Tensor Tensor::to(Device target) const;
// The same as `to(Device::cpu())`
Tensor Tensor::cpu() const;
// The same as `to(Device::cuda(device_index))`
Tensor Tensor::cuda(int device_index = 0) const;

Visit an Element

// Return the start address. Useful when writing kernels
void* Tensor::data_ptr() const;
// Get the address of one element
void* Tensor::get_elem_addr(const std::vector<int64_t> &pos) const;
// Get the content (in NeuroFrame::Tensor with shape == []) of one element
Tensor Tensor::get_elem(const std::vector<int64_t> &pos) const;
// Return the element as a scalar. Only applicable to scalar tensors (tensors with shape == [])
Scalar Tensor::as_scalar() const;

One can use something like tensor.get_elem().as_scalar().as_double() to obtain one value inside the tensor.

Other Operations

// Return the number of elements in this tensor
int64_t numel() const;
// Print the tensor
void print(int64_t max_display_per_dim = 16) const;


Operators are something like relu, sigmoid, matmul, batched_matmul, etc. Every invocation of an operator will perform the corresponding forward pass, and modify the computation graph for backward pass if necessary.

Our operators' signatures are very similar to PyTorch's. If you do not know how to use an operator, just refer to src/op/<op_name>.h where <op_name> is the name of the operator, or you can refer to PyTorch's documentation (ಡωಡ).
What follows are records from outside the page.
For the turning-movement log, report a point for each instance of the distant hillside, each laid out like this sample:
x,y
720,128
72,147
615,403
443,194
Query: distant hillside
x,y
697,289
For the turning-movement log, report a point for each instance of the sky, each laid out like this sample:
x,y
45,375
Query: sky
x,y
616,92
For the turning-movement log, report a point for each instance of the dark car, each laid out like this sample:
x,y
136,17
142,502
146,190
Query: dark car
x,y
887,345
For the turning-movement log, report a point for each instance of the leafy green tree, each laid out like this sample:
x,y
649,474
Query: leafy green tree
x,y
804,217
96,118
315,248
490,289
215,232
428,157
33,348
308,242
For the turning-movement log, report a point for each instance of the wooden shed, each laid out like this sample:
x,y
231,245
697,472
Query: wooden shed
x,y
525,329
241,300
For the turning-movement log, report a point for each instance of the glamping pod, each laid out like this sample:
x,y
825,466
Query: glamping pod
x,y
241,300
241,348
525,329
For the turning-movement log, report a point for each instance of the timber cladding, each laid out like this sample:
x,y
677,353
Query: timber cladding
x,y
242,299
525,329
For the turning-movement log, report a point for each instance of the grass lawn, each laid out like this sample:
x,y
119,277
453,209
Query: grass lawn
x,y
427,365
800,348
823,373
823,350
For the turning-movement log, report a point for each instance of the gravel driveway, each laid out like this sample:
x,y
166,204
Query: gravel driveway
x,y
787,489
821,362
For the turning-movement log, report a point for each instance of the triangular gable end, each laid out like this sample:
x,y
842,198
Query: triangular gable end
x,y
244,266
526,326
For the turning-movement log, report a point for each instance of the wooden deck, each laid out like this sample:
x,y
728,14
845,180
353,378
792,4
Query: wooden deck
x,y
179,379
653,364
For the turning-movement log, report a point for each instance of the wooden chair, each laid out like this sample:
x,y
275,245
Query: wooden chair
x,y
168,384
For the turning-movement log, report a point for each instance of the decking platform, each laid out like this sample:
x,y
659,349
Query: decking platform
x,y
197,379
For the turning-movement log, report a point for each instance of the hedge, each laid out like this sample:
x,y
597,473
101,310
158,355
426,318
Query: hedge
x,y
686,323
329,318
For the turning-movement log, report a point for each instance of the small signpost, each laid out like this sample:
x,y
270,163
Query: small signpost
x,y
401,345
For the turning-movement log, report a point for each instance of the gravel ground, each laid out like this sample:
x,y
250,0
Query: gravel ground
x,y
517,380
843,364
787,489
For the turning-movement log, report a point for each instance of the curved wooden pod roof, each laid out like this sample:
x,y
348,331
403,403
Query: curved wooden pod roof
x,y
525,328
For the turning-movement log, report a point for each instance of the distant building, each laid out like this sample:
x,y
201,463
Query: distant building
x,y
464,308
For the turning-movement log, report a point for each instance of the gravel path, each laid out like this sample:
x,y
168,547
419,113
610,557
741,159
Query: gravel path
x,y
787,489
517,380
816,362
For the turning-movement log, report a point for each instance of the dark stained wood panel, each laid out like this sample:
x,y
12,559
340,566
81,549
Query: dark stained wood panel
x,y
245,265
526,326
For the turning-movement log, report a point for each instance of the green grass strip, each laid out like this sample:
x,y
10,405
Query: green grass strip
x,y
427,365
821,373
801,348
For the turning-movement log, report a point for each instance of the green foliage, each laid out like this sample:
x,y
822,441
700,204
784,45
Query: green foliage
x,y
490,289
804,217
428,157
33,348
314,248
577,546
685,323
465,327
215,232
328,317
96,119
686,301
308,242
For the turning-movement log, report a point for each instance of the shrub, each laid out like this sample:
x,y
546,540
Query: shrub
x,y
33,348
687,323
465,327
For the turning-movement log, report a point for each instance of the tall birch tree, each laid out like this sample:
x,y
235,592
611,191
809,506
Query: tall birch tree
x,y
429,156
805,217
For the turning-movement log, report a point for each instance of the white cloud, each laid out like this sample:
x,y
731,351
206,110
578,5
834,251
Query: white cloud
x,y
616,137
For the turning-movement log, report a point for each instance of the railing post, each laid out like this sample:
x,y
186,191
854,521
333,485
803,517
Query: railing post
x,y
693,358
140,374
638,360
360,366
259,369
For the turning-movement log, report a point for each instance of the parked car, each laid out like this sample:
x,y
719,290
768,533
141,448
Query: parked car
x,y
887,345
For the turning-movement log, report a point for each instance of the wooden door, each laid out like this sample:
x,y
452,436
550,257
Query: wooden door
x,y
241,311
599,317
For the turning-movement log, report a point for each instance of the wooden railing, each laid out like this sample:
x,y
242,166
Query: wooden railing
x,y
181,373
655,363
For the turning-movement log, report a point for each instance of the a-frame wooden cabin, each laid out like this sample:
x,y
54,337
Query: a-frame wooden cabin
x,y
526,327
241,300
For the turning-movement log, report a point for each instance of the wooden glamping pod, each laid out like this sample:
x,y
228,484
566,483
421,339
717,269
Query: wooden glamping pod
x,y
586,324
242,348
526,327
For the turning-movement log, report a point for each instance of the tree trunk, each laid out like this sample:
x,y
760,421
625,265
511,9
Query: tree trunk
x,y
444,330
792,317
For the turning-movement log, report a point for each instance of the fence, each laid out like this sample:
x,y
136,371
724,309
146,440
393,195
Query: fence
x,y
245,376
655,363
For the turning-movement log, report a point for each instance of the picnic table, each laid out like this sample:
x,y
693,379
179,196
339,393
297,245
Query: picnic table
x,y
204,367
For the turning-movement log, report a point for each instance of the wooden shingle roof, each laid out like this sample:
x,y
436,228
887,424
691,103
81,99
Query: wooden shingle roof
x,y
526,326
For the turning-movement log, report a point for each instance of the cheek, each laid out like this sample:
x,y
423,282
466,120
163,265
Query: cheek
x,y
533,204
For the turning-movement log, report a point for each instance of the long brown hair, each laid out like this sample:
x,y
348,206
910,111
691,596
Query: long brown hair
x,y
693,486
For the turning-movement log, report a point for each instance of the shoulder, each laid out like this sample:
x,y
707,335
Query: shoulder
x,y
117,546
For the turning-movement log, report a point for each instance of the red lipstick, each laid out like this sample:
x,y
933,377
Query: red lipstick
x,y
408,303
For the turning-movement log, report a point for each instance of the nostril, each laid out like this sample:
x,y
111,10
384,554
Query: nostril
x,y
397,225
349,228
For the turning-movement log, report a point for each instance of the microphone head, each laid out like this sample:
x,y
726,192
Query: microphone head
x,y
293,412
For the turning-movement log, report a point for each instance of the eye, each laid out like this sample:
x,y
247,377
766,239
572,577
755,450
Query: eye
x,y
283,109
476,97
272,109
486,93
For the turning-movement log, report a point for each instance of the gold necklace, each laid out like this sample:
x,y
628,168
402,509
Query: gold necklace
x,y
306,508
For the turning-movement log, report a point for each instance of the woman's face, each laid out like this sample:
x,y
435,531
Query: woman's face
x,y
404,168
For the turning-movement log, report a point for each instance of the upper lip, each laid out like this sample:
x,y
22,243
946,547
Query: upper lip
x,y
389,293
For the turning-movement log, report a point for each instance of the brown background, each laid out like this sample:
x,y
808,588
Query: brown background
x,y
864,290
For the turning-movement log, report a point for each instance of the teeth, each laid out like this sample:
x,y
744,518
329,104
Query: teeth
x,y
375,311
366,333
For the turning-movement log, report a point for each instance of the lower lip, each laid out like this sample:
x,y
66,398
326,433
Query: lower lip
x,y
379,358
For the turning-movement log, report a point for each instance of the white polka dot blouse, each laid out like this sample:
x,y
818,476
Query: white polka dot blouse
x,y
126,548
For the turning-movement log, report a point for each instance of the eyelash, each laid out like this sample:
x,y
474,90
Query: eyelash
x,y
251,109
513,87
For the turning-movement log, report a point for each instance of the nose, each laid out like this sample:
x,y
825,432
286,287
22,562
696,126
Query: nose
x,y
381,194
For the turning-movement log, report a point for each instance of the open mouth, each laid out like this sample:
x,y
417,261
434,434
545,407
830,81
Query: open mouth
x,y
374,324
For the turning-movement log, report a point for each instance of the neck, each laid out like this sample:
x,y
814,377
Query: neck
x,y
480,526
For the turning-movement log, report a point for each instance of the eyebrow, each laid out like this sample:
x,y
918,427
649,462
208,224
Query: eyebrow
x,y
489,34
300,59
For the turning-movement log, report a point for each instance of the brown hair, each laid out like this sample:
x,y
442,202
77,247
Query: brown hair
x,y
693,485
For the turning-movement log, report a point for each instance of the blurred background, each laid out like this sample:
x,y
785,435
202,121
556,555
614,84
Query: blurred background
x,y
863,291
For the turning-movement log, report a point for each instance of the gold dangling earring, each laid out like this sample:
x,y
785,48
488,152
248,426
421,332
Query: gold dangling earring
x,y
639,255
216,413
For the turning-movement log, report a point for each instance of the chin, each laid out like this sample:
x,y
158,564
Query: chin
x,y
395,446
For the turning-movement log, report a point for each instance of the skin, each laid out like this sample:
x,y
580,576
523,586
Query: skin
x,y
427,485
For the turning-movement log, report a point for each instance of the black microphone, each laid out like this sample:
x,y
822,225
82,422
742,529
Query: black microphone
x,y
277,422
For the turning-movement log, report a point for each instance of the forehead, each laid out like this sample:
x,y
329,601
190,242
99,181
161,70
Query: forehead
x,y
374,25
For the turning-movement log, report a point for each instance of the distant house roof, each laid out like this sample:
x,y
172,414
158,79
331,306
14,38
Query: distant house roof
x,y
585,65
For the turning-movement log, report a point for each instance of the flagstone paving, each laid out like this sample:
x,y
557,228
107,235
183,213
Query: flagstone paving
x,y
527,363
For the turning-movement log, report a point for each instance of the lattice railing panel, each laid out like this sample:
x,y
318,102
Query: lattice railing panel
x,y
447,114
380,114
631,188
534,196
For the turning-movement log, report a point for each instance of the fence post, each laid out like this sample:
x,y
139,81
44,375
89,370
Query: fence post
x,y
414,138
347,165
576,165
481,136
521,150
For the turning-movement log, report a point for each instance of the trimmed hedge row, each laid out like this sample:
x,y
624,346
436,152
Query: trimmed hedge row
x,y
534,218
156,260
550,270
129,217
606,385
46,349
In the usual case, users only need to invoke the function that has the same name as the operator itself, e.g. if you want to apply ReLU on a tensor x, just write relu(x), and NeuroFrame will do the rest (including dispatching to devices, calling kernels, and modifying the computation graph) for you. Under some circumstances (like NeuroFrame's unit tests), you may want to manually invoke the underlying forward and backward functions without disrupting the computation graph. In this case, you can use XXX_forward_manual() and XXX_backward_manual().